We arrived on the island on a rainy June day. I sank into a deep sleep with the hope that when I woke up, the sun would shine again.
Lucky or not, I only know that when I opened my eyes, I felt like I was still dreaming: azure water, fine white sand dotted with palm trees swaying in the wind, all bathed in the sunbeams.
Koh Samui or Samui Island (‘koh’ in Thai means ‘island’) is located in the eastern part of Thailand and is an inspired choice for those who want a quieter destination where they can recharge their batteries. That’s not to say there aren’t plenty of activities available for adrenaline junkies too.
You can always choose for an adventure on the water or on land, it’s up to you what you want to do.
Even if you’re the kind of tourist who just wants to relax on the beach, I’d advise you to also choose the option of exploring the island with an off-road vehicle and taking at least one boat ride.
I chose to mix days of peace and rest with the thrill of seeing the whole island, both ways.
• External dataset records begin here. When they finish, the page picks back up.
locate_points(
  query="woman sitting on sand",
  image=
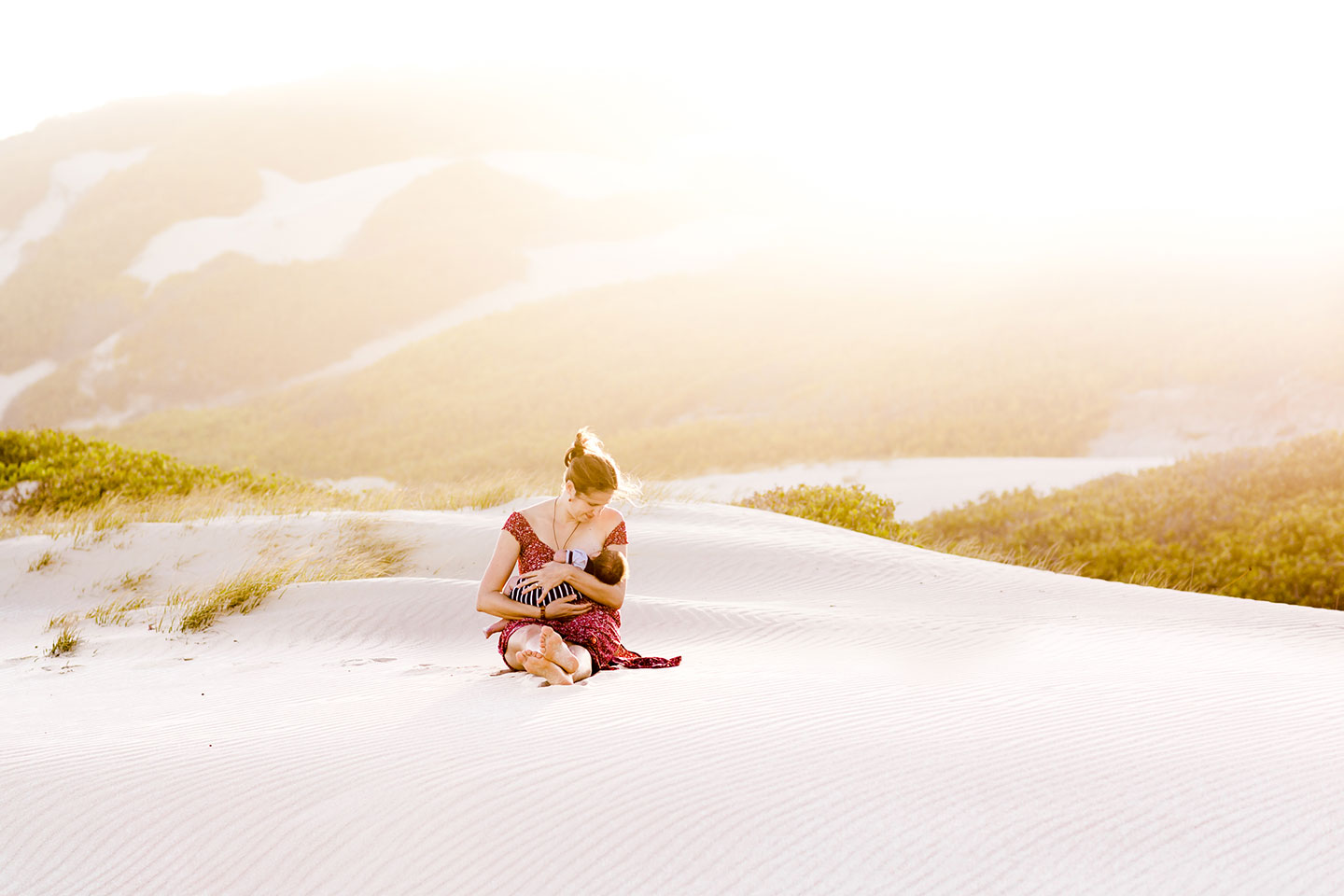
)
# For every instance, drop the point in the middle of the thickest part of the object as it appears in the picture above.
(565, 639)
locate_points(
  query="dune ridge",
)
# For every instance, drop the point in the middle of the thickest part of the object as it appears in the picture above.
(852, 715)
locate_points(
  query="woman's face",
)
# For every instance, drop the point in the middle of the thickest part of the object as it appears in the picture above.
(585, 505)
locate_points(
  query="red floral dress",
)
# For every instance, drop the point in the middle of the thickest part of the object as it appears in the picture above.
(598, 629)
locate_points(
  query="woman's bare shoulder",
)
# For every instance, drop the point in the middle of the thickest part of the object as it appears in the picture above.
(534, 512)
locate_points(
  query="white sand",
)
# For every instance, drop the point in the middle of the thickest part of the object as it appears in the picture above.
(919, 483)
(852, 716)
(292, 222)
(70, 179)
(14, 385)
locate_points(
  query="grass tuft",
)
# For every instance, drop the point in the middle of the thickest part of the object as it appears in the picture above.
(115, 613)
(64, 642)
(43, 562)
(242, 593)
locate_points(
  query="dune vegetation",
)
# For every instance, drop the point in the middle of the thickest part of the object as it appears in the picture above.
(91, 486)
(1253, 523)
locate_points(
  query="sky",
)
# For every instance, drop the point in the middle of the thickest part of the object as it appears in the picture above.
(1029, 109)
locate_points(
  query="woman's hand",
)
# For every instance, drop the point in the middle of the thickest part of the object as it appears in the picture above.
(566, 608)
(547, 577)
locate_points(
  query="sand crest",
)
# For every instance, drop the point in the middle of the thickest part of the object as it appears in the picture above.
(852, 715)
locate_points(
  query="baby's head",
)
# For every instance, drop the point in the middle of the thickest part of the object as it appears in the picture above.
(608, 567)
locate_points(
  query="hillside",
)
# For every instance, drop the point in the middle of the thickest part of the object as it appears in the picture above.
(431, 280)
(1253, 523)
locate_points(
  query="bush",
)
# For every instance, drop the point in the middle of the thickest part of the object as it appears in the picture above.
(77, 473)
(1254, 523)
(851, 507)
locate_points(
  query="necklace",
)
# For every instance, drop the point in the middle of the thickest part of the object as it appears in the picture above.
(555, 532)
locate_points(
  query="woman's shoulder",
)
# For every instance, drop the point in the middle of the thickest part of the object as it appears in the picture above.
(519, 523)
(614, 525)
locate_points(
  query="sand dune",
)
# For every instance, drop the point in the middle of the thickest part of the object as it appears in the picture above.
(70, 179)
(292, 222)
(852, 715)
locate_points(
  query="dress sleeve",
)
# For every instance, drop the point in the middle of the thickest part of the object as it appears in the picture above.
(516, 525)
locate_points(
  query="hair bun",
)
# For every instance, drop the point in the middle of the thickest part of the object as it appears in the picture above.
(580, 446)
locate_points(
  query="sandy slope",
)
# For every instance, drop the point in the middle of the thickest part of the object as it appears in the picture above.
(852, 716)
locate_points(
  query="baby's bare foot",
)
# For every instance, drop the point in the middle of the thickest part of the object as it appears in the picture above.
(539, 665)
(558, 651)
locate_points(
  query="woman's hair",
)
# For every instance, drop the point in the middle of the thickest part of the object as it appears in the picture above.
(589, 467)
(608, 566)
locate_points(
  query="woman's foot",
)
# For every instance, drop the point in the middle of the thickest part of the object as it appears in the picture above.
(539, 665)
(558, 651)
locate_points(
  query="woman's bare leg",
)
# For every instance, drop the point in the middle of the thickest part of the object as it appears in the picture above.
(525, 653)
(543, 668)
(558, 651)
(525, 638)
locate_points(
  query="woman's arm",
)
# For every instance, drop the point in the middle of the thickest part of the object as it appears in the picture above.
(489, 595)
(588, 584)
(491, 598)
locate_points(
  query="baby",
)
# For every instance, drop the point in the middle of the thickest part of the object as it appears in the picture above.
(608, 567)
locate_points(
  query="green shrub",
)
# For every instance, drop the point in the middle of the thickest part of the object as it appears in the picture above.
(1254, 523)
(76, 473)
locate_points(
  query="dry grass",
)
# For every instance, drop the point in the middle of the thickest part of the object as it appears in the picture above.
(63, 621)
(1050, 559)
(64, 642)
(91, 525)
(362, 553)
(129, 581)
(242, 593)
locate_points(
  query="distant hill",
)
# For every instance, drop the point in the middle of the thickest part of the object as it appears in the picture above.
(1254, 523)
(424, 278)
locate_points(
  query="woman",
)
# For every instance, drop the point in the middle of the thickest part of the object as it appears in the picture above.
(566, 639)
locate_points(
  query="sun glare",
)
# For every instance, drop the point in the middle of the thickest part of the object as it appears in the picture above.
(1034, 110)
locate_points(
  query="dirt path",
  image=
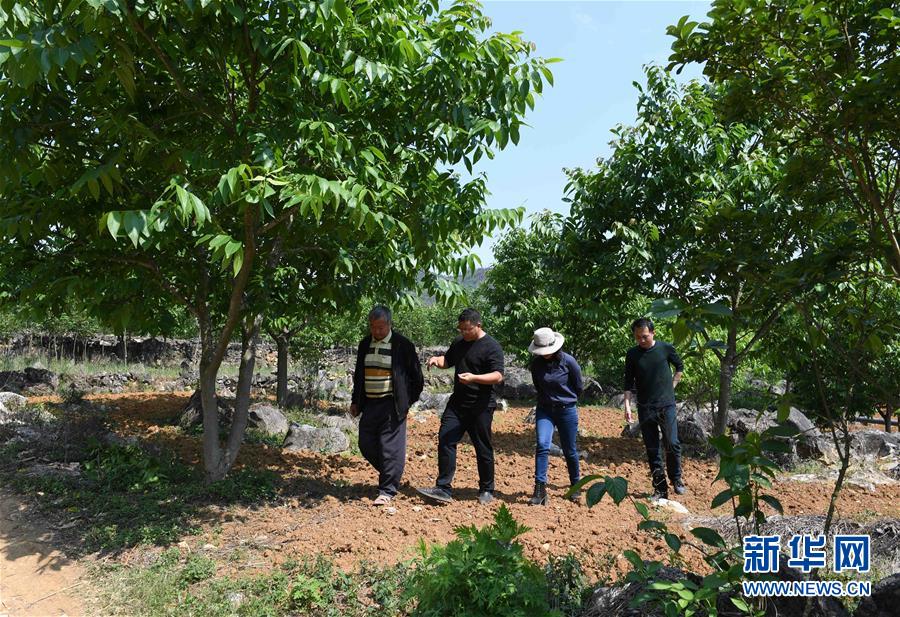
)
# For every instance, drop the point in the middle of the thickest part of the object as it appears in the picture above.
(326, 508)
(35, 578)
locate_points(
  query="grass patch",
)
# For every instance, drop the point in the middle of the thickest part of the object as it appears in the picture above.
(127, 496)
(179, 584)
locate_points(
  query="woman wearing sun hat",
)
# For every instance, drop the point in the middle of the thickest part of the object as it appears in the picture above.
(557, 379)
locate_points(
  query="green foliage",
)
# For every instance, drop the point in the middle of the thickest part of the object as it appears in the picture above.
(841, 350)
(690, 206)
(129, 496)
(176, 585)
(567, 583)
(529, 287)
(196, 569)
(124, 468)
(748, 471)
(428, 325)
(242, 159)
(481, 573)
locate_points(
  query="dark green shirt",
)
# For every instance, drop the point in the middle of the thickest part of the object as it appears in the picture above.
(648, 374)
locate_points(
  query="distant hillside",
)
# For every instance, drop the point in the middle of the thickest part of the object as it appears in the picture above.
(470, 282)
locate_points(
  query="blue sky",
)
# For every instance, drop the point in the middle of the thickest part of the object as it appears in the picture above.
(604, 45)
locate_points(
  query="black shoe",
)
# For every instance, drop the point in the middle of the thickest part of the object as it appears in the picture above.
(540, 495)
(435, 493)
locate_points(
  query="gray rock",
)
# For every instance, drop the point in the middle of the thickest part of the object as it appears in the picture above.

We purchased day trips from the hotel and chose as our first getaway, a boat ride to Ang Thong National Park, which is an archipelago of 42 mountainous islands with tropical vegetation, fine white sandy beaches, turquoise waters, waterfalls and hidden lakes.
Here we went kayaking, took a tour of the park, at the end of which we saw a lovely view from above, then had lunch and lazed in the shade of the palm trees.
On another day, we drove in an organized group to Namuang Safari Park in the center of the island. Here, we witnessed an elephant show, visited a crocodile farm, monkeys and saw Namuang Waterfall 1 (18 meters) while hydrating from the biggest and most delicious coconut I’ve ever seen.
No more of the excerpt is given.